Weisses Kreuz auf rotem Grund ist populär. T-Shirts, Taschen, Mützen, Gürtel, überall tauchte vor zwei Jahren das einfach wiedererkennbare Zeichen auf. Mit dem Begriff "Swissness" wird nicht etwa der unheimliche Patriotismus der Blocher-Wähler bezeichnet, welche bei den letzten Wahlen wieder einige Stimmen dazugewonnen haben. Hinter der Bezeichnung versammeln sich vielmehr eine ganze Reihe von Trends rund um das Schweizer Kreuz, die Begriffe "Schweiz" oder "Swiss", suggestive rot-weiss-Kontraste, reduzierte Formen und essentielle, erlesene Materialien in Grafik und Design. Der anhaltende Hype von Zeichen und Produkten, die gemeinhin als "schweizerisch" assoziert und wahrgenommen werden, ist kein zufälliger, rein formaler Trend und würde ganz ohne den immer noch irgendwo in Europa real existierende Staat "Schweiz" nicht funktionieren.

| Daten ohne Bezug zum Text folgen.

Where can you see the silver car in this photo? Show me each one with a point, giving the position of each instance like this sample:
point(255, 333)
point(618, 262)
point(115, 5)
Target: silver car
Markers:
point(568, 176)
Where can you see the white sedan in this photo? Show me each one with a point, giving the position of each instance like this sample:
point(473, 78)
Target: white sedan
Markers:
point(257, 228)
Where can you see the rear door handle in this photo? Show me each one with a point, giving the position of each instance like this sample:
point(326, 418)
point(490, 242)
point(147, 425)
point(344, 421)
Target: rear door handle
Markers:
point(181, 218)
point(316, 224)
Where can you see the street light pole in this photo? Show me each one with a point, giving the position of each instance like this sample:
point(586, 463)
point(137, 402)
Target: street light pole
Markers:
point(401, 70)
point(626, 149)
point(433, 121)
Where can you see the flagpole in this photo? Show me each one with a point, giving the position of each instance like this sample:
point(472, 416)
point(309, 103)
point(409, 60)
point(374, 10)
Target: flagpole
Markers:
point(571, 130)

Die "Schweiz als Marke" ist keine Erfindung der Modeszene. Aufgeschreckt durch die weltweite Medienpräsenz der Goldgeschäfte mit dem nationalsozialistischen Deutschland und der stillschweigenden Profite aus nachrichtenlosen Konten und Policen jüdischer Kunden bei Schweizer Banken und Versicherungen, wurde Ende der 90er Jahren auf höchster politischer Ebene eine Reform der Informationspolitik verfügt. Die neue, staatlich finanzierte Organisation heisst "Präsenz Schweiz". Sie hat den Auftrag, sich weltweit für einen koordinierten, integralen öffentlichen Auftritt der Schweiz einzusetzt. "Präsenz Schweiz vermittelt weltweit landeskundliche Informationen über die Schweiz, schafft durch die Bildung von Netzwerken im In- und Ausland Verständnis und Sympathie für unser Land und sorgt durch gezielte Aktivitäten für die Wahrnehmung der schweizerischen Vielfalt und Attraktivität." Um die im "Mission Statement" von "Präsenz Schweiz" festgehaltenen Vorgaben zu erreichen, sind unter anderem "Aufbau und Pflege von nachhaltigen Netzwerken mit heutigen und künftigen Meinungsführern" und der Aufbau eines "Kompetenzzentrum für die Wahrnehmung der Schweiz im Ausland" vorgesehen. "Präsenz Schweiz" koordiniert seither die Auftritte an Weltausstellungen und ist für "die gezielte Ausnützung von Grossveranstaltungen, z.B. bei Olympischen Spielen und WM’s" zuständig. Das erklärte Zielpublikum von "Präsenz Schweiz" sind "heutige und künftige MeinungsführerInnen aus den Bereichen Politik, Wirtschaft, Medien, Kultur und Wissenschaft, Lehrkörper sowie Jugendliche und Studierende".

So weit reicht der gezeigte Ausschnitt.